Até ontem (11.5), Mato Grosso do Sul tinha 385 casos confirmados de Covid e 11 mortes. O governador contou que o Estado está preparado caso aconteça um aumento no número de casos. Foram criados 214 leitos de UTI (um aumento de 43%) especificamente para atender pacientes com o novo coronavírus e apenas quatro deles estão ocupados. Ele explicou também que o hospital de campanha, montado e equipado anexo ao Hospital Regional, em Campo Grande, será utilizado se a ocupação hospitalar atingir o índice de 70%.

 

Entre as medidas destacadas pelo governador Reinaldo Azambuja no combate à proliferação do vírus estão a implantação das 17 barreiras sanitárias nas divisas com outros estados e fronteiras e a implantação do sistema drive thru com hora marcada para exames.

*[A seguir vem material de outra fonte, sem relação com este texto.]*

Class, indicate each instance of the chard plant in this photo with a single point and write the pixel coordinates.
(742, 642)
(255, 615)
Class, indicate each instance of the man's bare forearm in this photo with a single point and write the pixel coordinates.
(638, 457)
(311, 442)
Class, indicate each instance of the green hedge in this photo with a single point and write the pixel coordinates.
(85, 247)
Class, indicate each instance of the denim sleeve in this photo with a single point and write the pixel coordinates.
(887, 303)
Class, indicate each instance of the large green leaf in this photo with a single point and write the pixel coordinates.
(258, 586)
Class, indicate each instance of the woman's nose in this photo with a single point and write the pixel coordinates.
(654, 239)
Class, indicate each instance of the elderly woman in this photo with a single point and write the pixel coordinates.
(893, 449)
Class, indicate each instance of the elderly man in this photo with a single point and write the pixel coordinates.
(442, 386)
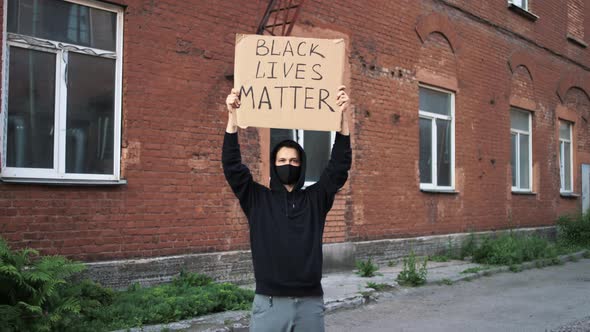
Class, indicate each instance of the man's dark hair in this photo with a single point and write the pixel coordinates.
(287, 144)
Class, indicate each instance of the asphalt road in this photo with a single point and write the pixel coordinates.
(552, 298)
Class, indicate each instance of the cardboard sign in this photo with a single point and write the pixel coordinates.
(288, 82)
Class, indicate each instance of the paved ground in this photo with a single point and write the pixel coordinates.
(552, 298)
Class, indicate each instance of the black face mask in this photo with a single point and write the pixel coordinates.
(288, 174)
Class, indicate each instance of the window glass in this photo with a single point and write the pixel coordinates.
(90, 114)
(443, 154)
(520, 3)
(317, 150)
(524, 161)
(564, 130)
(435, 102)
(519, 120)
(513, 149)
(567, 166)
(425, 151)
(31, 109)
(63, 21)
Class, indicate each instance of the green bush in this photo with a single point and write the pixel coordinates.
(366, 269)
(187, 296)
(510, 249)
(30, 290)
(468, 247)
(378, 287)
(35, 295)
(412, 275)
(574, 229)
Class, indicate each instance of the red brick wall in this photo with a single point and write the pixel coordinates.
(176, 58)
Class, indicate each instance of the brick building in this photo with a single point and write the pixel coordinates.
(468, 116)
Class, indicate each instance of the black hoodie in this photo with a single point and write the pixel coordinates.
(286, 228)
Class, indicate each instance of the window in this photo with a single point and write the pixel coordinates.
(317, 145)
(64, 64)
(521, 150)
(524, 4)
(437, 139)
(565, 156)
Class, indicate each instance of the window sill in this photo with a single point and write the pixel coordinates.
(569, 195)
(439, 191)
(576, 40)
(525, 193)
(523, 12)
(62, 182)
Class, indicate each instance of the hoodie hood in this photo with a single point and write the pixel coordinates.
(275, 183)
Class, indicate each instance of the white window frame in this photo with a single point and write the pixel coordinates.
(517, 165)
(298, 136)
(562, 162)
(62, 49)
(433, 116)
(524, 4)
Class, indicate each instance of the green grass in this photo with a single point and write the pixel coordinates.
(511, 249)
(413, 273)
(366, 269)
(439, 258)
(378, 286)
(574, 229)
(446, 281)
(187, 296)
(474, 269)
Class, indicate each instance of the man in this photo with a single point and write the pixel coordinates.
(286, 225)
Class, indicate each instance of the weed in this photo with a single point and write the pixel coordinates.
(31, 292)
(366, 269)
(438, 258)
(412, 275)
(574, 229)
(378, 287)
(515, 268)
(468, 247)
(46, 300)
(474, 269)
(510, 249)
(446, 281)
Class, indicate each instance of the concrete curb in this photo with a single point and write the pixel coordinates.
(238, 321)
(523, 266)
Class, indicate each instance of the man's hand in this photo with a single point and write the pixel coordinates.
(343, 101)
(232, 102)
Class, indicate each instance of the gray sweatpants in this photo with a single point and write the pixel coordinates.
(287, 314)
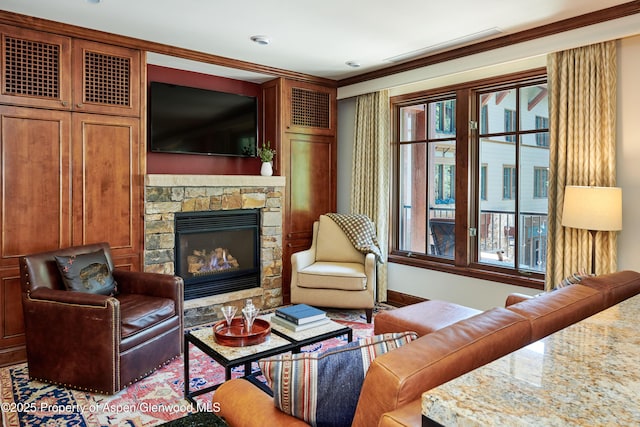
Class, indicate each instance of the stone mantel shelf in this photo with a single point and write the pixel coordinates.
(167, 180)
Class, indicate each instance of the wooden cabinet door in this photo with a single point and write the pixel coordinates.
(12, 349)
(310, 167)
(107, 183)
(106, 79)
(35, 68)
(36, 205)
(35, 190)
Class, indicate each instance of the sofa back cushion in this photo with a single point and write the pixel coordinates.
(615, 287)
(400, 377)
(555, 310)
(332, 245)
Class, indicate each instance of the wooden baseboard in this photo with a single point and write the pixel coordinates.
(398, 299)
(13, 355)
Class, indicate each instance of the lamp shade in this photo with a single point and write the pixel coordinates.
(592, 208)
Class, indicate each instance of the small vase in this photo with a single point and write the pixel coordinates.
(266, 169)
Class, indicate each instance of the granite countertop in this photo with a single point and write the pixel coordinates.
(586, 374)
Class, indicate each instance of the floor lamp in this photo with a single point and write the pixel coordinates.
(594, 209)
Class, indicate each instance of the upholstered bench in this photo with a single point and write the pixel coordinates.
(422, 318)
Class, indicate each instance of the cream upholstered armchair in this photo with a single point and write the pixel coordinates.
(333, 273)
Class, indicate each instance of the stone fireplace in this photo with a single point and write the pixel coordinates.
(217, 252)
(171, 196)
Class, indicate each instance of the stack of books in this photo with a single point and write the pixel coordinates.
(299, 317)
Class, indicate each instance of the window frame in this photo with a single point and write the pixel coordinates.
(467, 190)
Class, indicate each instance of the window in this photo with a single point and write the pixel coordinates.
(542, 138)
(509, 123)
(427, 177)
(500, 165)
(540, 182)
(483, 182)
(509, 182)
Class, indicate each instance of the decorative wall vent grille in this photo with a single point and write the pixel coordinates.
(106, 79)
(309, 108)
(31, 68)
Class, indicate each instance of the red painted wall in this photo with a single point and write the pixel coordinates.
(194, 164)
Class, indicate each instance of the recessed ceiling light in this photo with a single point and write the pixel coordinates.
(261, 40)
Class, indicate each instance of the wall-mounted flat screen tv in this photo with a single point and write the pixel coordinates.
(199, 121)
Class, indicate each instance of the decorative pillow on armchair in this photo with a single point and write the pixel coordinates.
(323, 388)
(88, 273)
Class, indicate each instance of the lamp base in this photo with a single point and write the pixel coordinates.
(593, 251)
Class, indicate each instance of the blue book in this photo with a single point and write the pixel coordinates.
(300, 313)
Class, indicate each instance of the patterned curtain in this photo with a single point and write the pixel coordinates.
(370, 174)
(582, 101)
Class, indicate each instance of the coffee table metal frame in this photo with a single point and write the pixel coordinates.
(293, 344)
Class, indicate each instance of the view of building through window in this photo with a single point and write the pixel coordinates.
(427, 178)
(513, 215)
(508, 167)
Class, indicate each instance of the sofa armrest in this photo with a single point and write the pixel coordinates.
(515, 298)
(409, 415)
(68, 297)
(152, 284)
(240, 404)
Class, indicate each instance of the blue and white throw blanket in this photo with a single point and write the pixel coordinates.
(360, 231)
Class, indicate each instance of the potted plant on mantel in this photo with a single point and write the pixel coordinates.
(266, 154)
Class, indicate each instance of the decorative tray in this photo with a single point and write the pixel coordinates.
(236, 335)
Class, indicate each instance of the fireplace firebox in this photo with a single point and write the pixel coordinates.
(217, 251)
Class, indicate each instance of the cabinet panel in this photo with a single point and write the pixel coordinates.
(310, 165)
(35, 190)
(309, 109)
(106, 79)
(107, 184)
(35, 68)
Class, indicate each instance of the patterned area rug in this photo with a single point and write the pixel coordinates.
(149, 402)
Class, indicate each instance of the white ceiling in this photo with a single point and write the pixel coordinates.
(310, 37)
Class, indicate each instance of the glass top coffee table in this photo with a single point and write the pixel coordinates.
(281, 340)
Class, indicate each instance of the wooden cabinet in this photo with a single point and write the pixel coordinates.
(50, 71)
(301, 118)
(66, 179)
(71, 157)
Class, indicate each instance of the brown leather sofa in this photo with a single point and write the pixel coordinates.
(392, 389)
(95, 342)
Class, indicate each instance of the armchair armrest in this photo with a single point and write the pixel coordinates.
(370, 269)
(302, 259)
(69, 297)
(152, 284)
(74, 334)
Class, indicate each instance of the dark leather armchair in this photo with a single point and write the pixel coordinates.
(96, 342)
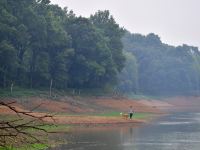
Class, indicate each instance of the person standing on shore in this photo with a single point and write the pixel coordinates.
(131, 112)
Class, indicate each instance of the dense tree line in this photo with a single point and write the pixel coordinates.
(161, 68)
(42, 44)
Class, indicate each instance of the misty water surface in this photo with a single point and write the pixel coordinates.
(180, 131)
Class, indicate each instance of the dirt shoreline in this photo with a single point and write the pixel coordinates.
(88, 108)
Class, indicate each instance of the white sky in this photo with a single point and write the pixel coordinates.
(175, 21)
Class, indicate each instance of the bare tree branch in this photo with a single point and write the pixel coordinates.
(20, 130)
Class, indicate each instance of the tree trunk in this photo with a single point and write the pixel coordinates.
(50, 88)
(11, 88)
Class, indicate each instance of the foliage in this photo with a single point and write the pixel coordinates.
(164, 69)
(41, 43)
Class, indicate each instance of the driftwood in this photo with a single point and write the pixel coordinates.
(22, 128)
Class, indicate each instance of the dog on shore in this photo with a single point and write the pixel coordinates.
(124, 115)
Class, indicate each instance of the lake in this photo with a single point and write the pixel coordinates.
(178, 131)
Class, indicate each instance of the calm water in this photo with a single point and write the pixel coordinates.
(180, 131)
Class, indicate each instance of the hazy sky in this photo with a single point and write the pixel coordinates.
(175, 21)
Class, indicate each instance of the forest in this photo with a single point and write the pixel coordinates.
(44, 45)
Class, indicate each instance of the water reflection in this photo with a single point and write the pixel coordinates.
(175, 132)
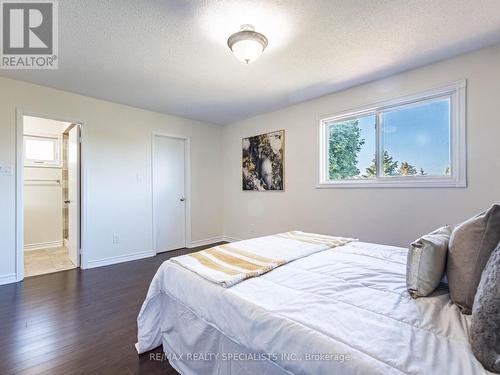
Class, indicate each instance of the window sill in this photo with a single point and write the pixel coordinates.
(394, 182)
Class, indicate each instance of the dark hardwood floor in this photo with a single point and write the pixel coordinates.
(78, 321)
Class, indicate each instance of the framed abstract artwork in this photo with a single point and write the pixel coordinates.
(263, 162)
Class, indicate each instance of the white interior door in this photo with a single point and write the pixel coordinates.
(169, 193)
(74, 195)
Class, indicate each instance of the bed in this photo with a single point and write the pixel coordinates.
(340, 311)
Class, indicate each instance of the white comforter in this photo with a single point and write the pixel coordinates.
(348, 302)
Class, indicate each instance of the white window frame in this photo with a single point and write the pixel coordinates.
(456, 93)
(56, 139)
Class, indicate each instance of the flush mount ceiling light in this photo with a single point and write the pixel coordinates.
(247, 44)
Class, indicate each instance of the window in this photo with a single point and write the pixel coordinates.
(42, 150)
(416, 141)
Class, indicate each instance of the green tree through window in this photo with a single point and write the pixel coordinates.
(345, 144)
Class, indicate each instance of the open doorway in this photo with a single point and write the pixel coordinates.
(51, 195)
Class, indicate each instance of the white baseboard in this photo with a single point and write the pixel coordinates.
(120, 259)
(230, 239)
(43, 245)
(8, 279)
(206, 241)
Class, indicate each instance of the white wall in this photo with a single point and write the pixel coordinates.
(43, 216)
(43, 202)
(390, 216)
(118, 166)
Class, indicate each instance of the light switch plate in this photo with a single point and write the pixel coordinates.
(6, 170)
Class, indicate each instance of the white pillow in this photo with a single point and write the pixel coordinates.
(426, 262)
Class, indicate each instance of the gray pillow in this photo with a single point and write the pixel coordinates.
(426, 262)
(471, 245)
(485, 322)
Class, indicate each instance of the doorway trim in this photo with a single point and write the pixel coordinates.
(20, 113)
(187, 184)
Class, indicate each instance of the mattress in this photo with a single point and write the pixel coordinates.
(344, 310)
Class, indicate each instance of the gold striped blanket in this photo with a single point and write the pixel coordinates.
(232, 263)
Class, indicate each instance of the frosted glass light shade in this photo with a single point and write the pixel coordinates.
(247, 45)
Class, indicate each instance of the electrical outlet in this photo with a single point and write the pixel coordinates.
(6, 170)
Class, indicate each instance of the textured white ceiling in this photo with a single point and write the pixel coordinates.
(171, 55)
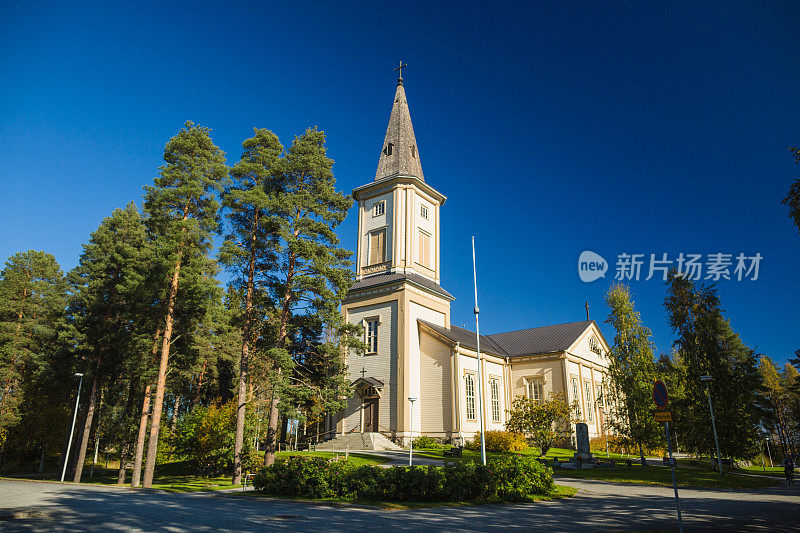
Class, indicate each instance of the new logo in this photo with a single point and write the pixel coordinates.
(591, 266)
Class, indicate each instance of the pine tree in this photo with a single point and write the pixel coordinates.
(104, 305)
(249, 249)
(707, 345)
(182, 211)
(32, 302)
(792, 199)
(632, 372)
(314, 272)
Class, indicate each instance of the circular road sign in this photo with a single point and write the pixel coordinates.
(660, 395)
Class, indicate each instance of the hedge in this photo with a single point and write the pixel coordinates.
(504, 479)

Ele também lembrou das medidas para ajudar as famílias com dificuldade financeira durante a pandemia, como a entrega de alimentos e a proibição de corte de água.

 

Reinaldo Azambuja reafirmou ainda que a prioridade do governo é salvar vidas e disse que, após a pandemia, será o momento de o Brasil repensar a dependência da importação de equipamentos médicos e o uso do teletrabalho.